New lip-reading AI system may help people with hearing loss

Researchers from the Oxford University in the UK compared the ability of the machine and a human expert to work out what was being said in the silent video by focusing solely on each speaker's lip movements.

PTI| Last Updated: Mar 19, 2017, 19:23 PM IST
New lip-reading AI system may help people with hearing loss

London: Oxford scientists have developed a new artificial intelligence programme that can lip-read more accurately than people, an advance that will help those who suffer from hearing loss.

The Watch, Attend and Spell (WAS) software system uses computer vision and machine learning methods to learn how to lip-read from a dataset made up of more than 5,000 hours of TV footage, gathered from six different programmes.

The videos contained more than 118,000 sentences in total, and a vocabulary of 17,500 words.

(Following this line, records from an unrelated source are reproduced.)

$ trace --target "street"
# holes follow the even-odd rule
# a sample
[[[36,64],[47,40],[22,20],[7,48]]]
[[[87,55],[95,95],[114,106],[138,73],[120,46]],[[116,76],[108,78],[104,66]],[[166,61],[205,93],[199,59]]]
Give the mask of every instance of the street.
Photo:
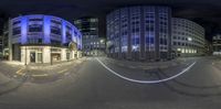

Researchers from the Oxford University in the UK compared the ability of the machine and a human expert to work out what was being said in the silent video by focusing solely on each speaker's lip movements.

They found that the software system was more accurate compared to the professional.

The human lip-reader correctly read 12 per cent of words, while the WAS software recognised 50 per cent of the words in the dataset, without error.

The machine's mistakes were small, including things like missing an "s" at the end of a word, or single letter misspellings.

The software could support a number of developments, including helping the hard of hearing to navigate the world around them.

"Lip-reading is an impressive and challenging skill, so WAS can hopefully offer support to this task - for example, suggesting hypotheses for professional lip readers to verify using their expertise," said Joon Son Chung, a graduate student at Oxford University.

"There are also a host of other applications, such as dictating instructions to a phone in a noisy environment, dubbing archival silent films, resolving multi-talker simultaneous speech and improving the performance of automated speech recognition in general," said Son Chung.